The gap filler is protruding in some areas, and shuttle lead flight director Paul Hill says engineers are trying to come up with some answers.
"We have a team of folks that are working aggressively at options to go and make that gap filler safe if we decide it is an issue," he said. "And we have a separate team of folks that are off looking at aero-heating and the effects of leaving those gap fillers in place and protruding. We expect to have a final results on aero-heating and those gap fillers on Monday."
NASA engineers also must confirm that Discovery's reinforced carbon wings were not damaged by debris falling during lift-off and are safe for landing.
The space shuttle Columbia disintegrated upon re-entry into the Earth's atmosphere in February 2003 after debris punctured the orbiter's insulation, allowing superheated gases to penetrate its wing. The disaster killed the shuttle's seven astronauts.
NASA extended the Discovery mission by one day to give astronauts more time to service the international space station. The next shuttle flight has been postponed indefinitely because of continuing problems with insulation falling off the shuttle' main fuel tank during launch.

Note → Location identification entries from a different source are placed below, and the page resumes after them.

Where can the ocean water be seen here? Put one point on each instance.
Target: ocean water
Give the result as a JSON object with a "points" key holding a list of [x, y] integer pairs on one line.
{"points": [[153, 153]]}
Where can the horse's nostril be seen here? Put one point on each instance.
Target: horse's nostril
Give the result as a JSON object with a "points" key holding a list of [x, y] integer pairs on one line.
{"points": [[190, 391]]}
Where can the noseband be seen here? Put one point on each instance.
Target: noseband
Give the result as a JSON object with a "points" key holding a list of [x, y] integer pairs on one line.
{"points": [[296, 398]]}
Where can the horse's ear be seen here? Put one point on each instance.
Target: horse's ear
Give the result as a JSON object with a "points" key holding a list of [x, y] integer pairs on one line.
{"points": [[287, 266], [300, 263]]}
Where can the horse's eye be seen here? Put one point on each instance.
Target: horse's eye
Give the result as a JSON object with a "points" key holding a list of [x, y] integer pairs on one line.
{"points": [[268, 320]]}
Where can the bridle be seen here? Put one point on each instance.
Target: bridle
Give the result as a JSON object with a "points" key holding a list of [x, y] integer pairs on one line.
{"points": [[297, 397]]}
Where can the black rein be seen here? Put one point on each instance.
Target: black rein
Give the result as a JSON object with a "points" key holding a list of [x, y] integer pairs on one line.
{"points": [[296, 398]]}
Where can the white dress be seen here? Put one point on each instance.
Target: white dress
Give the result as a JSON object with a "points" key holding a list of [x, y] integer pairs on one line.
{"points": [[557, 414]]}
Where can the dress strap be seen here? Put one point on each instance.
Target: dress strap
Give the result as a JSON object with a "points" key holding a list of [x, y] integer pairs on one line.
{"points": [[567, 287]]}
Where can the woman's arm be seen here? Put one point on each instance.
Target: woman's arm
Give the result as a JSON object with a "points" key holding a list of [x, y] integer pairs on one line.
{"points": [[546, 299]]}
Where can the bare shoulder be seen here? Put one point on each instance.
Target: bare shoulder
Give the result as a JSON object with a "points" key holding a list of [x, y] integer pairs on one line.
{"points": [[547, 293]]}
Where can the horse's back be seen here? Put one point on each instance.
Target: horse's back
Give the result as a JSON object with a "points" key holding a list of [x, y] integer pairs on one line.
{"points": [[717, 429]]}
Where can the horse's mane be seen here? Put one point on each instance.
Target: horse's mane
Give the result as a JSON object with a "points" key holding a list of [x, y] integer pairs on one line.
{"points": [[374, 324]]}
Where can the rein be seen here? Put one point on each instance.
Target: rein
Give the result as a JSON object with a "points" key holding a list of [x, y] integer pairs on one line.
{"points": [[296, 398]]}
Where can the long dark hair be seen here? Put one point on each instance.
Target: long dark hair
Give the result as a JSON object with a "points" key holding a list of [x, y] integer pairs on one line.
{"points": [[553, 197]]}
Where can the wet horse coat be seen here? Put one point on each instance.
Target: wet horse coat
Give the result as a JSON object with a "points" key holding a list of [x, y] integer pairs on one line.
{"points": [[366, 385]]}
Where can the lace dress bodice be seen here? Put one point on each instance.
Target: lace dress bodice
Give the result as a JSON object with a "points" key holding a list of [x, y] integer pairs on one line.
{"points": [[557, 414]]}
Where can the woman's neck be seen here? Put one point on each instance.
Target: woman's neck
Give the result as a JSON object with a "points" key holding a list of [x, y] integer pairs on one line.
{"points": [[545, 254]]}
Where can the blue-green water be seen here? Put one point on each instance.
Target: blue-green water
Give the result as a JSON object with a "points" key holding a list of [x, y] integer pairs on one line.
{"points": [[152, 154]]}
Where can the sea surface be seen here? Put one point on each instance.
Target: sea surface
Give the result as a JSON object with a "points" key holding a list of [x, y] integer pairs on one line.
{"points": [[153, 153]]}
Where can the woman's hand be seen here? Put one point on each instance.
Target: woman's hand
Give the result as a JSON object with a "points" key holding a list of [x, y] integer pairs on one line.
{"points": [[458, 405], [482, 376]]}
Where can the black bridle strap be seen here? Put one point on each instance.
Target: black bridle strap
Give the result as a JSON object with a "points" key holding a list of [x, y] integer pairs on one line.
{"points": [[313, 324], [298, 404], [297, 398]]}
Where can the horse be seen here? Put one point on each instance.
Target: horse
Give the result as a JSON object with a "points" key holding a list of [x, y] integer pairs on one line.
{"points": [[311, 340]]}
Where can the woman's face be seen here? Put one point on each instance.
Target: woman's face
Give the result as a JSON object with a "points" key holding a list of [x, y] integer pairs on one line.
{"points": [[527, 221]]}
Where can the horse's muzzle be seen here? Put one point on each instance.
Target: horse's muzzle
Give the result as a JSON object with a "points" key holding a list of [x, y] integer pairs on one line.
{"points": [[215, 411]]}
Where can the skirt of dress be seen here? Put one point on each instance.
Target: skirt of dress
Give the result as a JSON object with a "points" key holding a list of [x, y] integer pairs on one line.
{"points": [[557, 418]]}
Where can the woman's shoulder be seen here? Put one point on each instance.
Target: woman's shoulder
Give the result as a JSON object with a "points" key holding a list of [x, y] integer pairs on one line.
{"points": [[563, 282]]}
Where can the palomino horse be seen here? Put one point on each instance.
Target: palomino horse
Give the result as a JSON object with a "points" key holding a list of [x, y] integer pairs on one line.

The astronauts are to carry out their third and final scheduled space walk of the mission on Wednesday, during which they will continue to make repairs to the space station. If NASA decides the shuttle tile-gap filler is a problem, mission managers say the astronauts could fix it at that time or during a fourth space walk.
Meanwhile, NASA spokesman Rob Navias says the space shuttle Atlantis is standing by to perform a rescue mission if necessary.